Ao não elucidar esses pontos a Comissão deixou de defender uma das principais características do sistema nacional de biossegurança, que é a análise caso a caso expressamente garantida pela Lei de Biossegurança. A exigência de plano de monitoramento está se tornando regra e a necessidade de realização de pesquisa nas diferentes regiões do País também.

Permitir que o dogmatismo jurídico retrógado, que não sobrevive intelectualmente sem o apoio de uma muleta oferecida por uma regra universal estabelecida a priori, sobreponha-se ao método de análise caso a caso será o principal prejuízo para o sistema de biossegurança.
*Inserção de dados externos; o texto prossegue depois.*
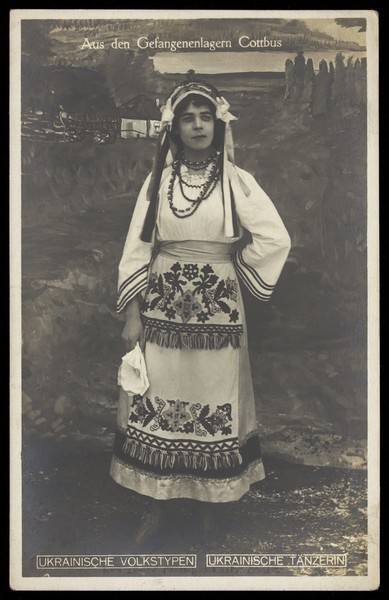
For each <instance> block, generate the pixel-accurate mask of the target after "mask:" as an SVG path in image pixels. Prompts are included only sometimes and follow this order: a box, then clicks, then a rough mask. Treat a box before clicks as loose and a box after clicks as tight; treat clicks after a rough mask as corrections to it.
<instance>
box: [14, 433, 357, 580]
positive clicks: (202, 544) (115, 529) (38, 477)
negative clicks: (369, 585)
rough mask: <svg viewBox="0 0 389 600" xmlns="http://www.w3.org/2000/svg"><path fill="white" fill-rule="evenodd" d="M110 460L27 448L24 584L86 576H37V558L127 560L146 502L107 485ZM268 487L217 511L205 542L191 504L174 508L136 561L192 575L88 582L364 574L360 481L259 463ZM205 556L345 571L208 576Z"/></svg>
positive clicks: (115, 570)
mask: <svg viewBox="0 0 389 600" xmlns="http://www.w3.org/2000/svg"><path fill="white" fill-rule="evenodd" d="M110 459H111V454H110V452H107V451H103V450H100V451H94V452H93V451H90V452H83V453H80V452H79V451H78V452H75V451H70V450H69V449H66V448H62V449H59V448H57V449H53V447H52V446H51V445H50V446H49V445H48V443H47V442H46V443H45V442H42V441H39V442H35V443H34V444H31V445H30V446H29V448H28V454H27V455H26V460H25V469H24V477H23V480H24V501H25V505H26V506H27V505H28V508H29V510H28V511H26V512H25V516H24V523H23V531H24V547H23V554H24V561H23V563H24V575H25V576H27V577H28V576H42V577H43V576H50V577H53V576H61V577H62V576H78V577H79V576H83V577H85V576H90V575H91V572H90V571H89V570H80V571H72V570H66V571H63V570H61V571H58V570H57V571H55V570H46V571H45V570H44V569H43V570H39V571H38V570H37V569H36V555H37V554H40V555H50V554H56V555H58V554H77V555H80V554H81V555H83V554H84V555H89V554H92V555H93V554H121V555H129V554H132V553H133V550H132V548H133V538H134V534H135V531H136V529H137V527H139V524H140V521H141V517H142V514H143V512H144V509H145V506H146V510H147V506H148V500H147V499H145V497H143V496H140V495H139V494H137V493H135V492H131V491H129V490H127V489H125V488H122V487H120V486H119V485H117V484H116V483H115V482H114V481H113V480H111V478H110V476H109V464H110ZM265 466H266V471H267V478H266V479H265V480H264V481H263V482H260V483H257V484H256V485H255V486H253V488H252V489H251V491H250V492H249V493H247V494H246V495H245V496H244V497H243V498H242V499H241V500H240V501H239V502H235V503H228V504H226V505H221V506H220V511H219V513H218V515H219V521H218V523H217V531H216V533H215V537H214V539H213V540H212V542H205V541H204V539H202V536H201V535H200V534H199V531H200V528H199V523H198V521H197V519H196V514H197V512H196V507H195V506H194V504H195V503H193V502H192V501H189V500H186V501H185V500H184V501H172V502H171V507H170V508H169V512H168V516H167V517H166V521H165V523H164V524H163V527H162V530H161V532H160V533H159V534H157V535H156V536H154V537H153V538H152V539H151V540H150V541H149V542H146V544H145V545H144V546H143V547H142V548H141V551H140V552H139V551H138V552H135V553H141V554H148V553H152V554H158V553H192V554H196V555H197V568H196V570H195V573H193V572H192V571H191V570H186V571H185V573H183V572H182V570H180V572H179V573H178V572H177V571H176V570H174V569H166V570H164V569H158V571H157V570H153V569H139V568H138V569H131V568H128V567H127V568H123V569H115V570H112V569H111V570H109V569H105V570H95V571H93V575H94V576H97V577H98V576H115V577H116V576H119V577H120V576H126V577H128V576H156V575H158V576H174V575H176V576H177V575H178V574H179V575H181V576H182V575H183V574H184V575H194V574H195V575H198V576H215V575H221V574H223V575H232V574H233V575H234V576H239V575H253V576H269V575H277V576H280V575H282V576H287V575H289V576H290V575H312V576H318V575H360V576H362V575H366V574H367V531H366V515H367V510H366V473H365V472H364V471H362V470H349V469H334V468H328V467H327V468H325V467H312V466H304V465H298V464H291V463H288V462H286V461H282V460H276V459H274V458H272V457H265ZM207 553H220V554H228V553H238V554H246V553H247V554H268V553H271V554H274V553H280V554H316V553H319V554H343V553H347V567H346V568H334V567H326V568H319V567H305V568H301V567H289V568H282V569H279V568H265V567H261V568H233V569H232V570H231V568H222V569H220V568H210V567H208V568H207V567H206V566H205V555H206V554H207Z"/></svg>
Além disso, conseguiu-se na Ação Civil complicar o entendimento de um artigo que não poderia ser mais claro na Lei de Biossegurança. Diz a referida lei que compete à CTNBio dar ampla publicidade no Sistema de Informações em Biossegurança – SIB a sua agenda, processos em trâmite, relatórios anuais, atas das reuniões e demais informações sobre suas atividades, excluídas as informações sigilosas, de interesse comercial, apontadas pelo proponente e assim consideradas pela CTNBio. O texto é claro, só não é público as informações consideradas pela CTNBio como sigilosas por motivo de interesse comercial. Entretanto, está sendo exigido da CTNBio que modifique se Regimento Interno para explicar o que é informação sigilosa, como se a lei não fosse clara. De fato essa Ação Civil é complexa, preocupa-se tanto com a publicidade dos atos da CTNBio e não determina ao Ministro de Estado da Ciência e Tecnologia que faça gestões para construir o SIB, que até hoje não passa de uma ficção jurídica criada pela Lei de Biossegurança, pois o Ministério da Ciência e Tecnologia do Brasil ainda não foi capaz de construir um portal na Internet para cumprir a Lei de Biossegurança que entrou em vigor em 2005.

O pior é que tudo isso já está sendo utilizado pelos que são contrários à liberação dos transgênicos para impedir a votação do processo de liberação do feijão transgênico desenvolvido pela Empresa Brasileira de Pesquisa Agropecuária – Embrapa.

Caso a CTNBio não exerça sua autoridade legal no campo da engenharia genética, será atropelada pelo dogmatismo jurídico e prejudicará o desenvolvimento do estudo e da aplicação da biossegurança de organismo geneticamente modificado - OGM no País, que já caminha de mãos dadas para o absurdo com essa Ação Civil do fim do mundo.